Over 50% of ALS patients exhibit MCI or executive dysfunction, often mimicking features of Frontotemporal Dementia (FTD), with specific language difficulties, especially word naming, orthographic processing and syntactic and grammatical processing (Pinto-Grau et al., 2021; Strong et al., 2017). In fact, 10–15% of ALS patients show prominent comorbid FTD features (Phukan et al., 2007). The overlapping clinical and genetic spectrum of ALS and FTD is reflected in their shared pathology: TDP-43-positive neuronal inclusions are a hallmark feature of both diseases, reinforcing their classification as part of the TDP-43 proteinopathy continuum (Gao et al., 2018; Tan et al., 2017). Current clinical challenges in ALS are early disease identification, as diagnosis is often delayed due to mimicking disorders (Štětkářová and Ehler, 2021).

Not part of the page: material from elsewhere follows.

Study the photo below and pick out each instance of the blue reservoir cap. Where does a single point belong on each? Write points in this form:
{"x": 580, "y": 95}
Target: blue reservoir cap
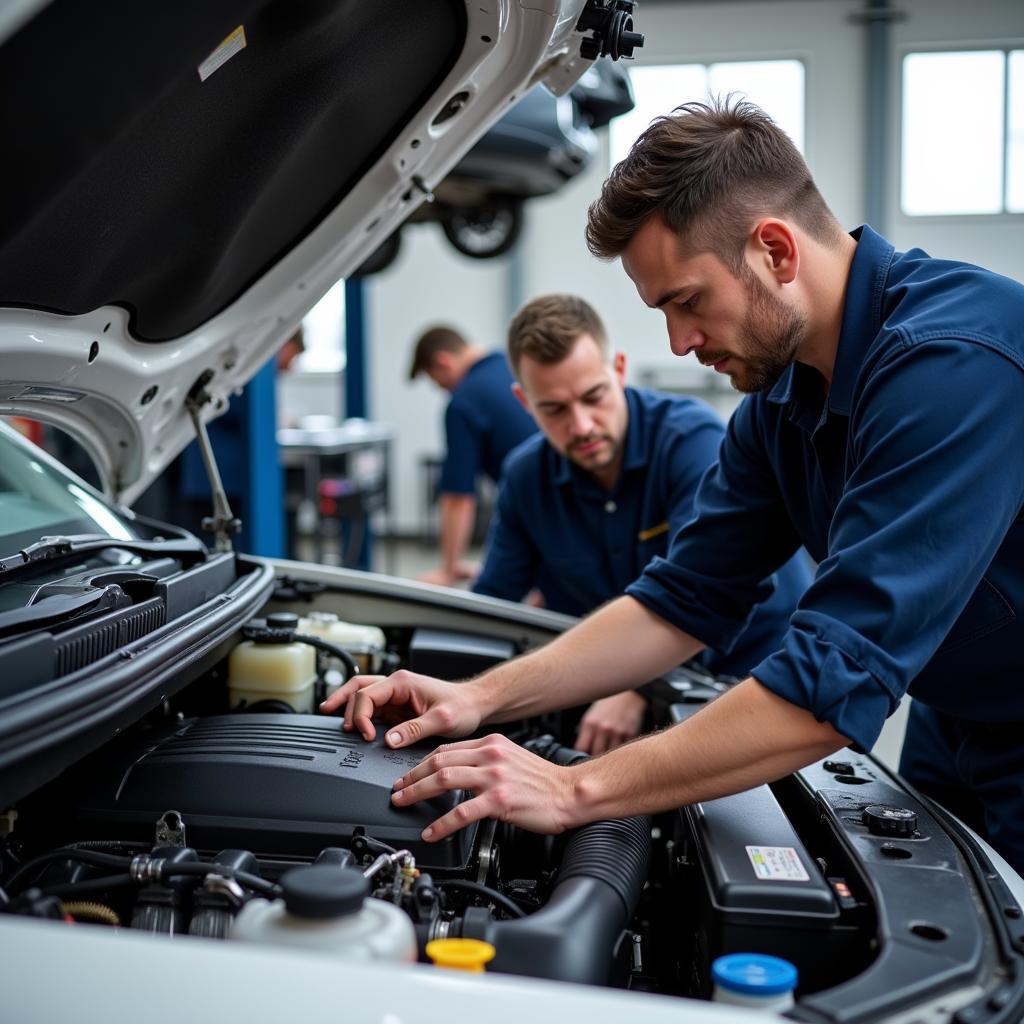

While OD in ALS has been observed for decades, the literature on this topic remains limited. One imaging study has identified an association between OD and atrophic changes in the bilateral medial orbital cortex and right hippocampus, regions integral to olfactory processing that receive input from the primary olfactory cortex (Masuda et al., 2021). Standard olfactory tests, such as the UPSIT, often rely on verbal responses, which can be challenging for ALS patients with cognitive or linguistic deficits. To address this, Rami et al. (2007) proposed adapting olfactory tests to include non-verbal methods, such as a parallel visual version, a picture-based version, and a picture-word matching test. These adaptations were later validated in a larger cohort by Pilotto et al. (2016), who demonstrated that ALS patients performed worse on both odor identification and discrimination tasks compared to healthy controls, except in cross-modal matching tests. Scores of ALS-FTD spectrum patients were generally worse compared to ALS patients without cognitive abnormalities (ALS-N), suggesting the use of olfactory testing in ALS to identify individuals with a more diffuse cortical involvement (Pilotto et al., 2016). They also found the 12-odor version of the Sniffin’ Sticks to yield a sensitivity of 71% and specificity of 100% in distinguishing ALS-N patients from those on the ALS-FTD spectrum. Notably, olfactory data was collected on average 20 months after symptom onset and 4.5 months after diagnosis, yet no association was observed between OD and disease duration (Lang et al., 2011). Therefore, the use of olfactory testing in the early clinical phase could yield an important advantage for early identification and prognosis, as individuals with ALS-FTD have a faster disease progression and lower survival time compared to ALS-N or with cognitive impairment and behavioral changes (Ye et al., 2021).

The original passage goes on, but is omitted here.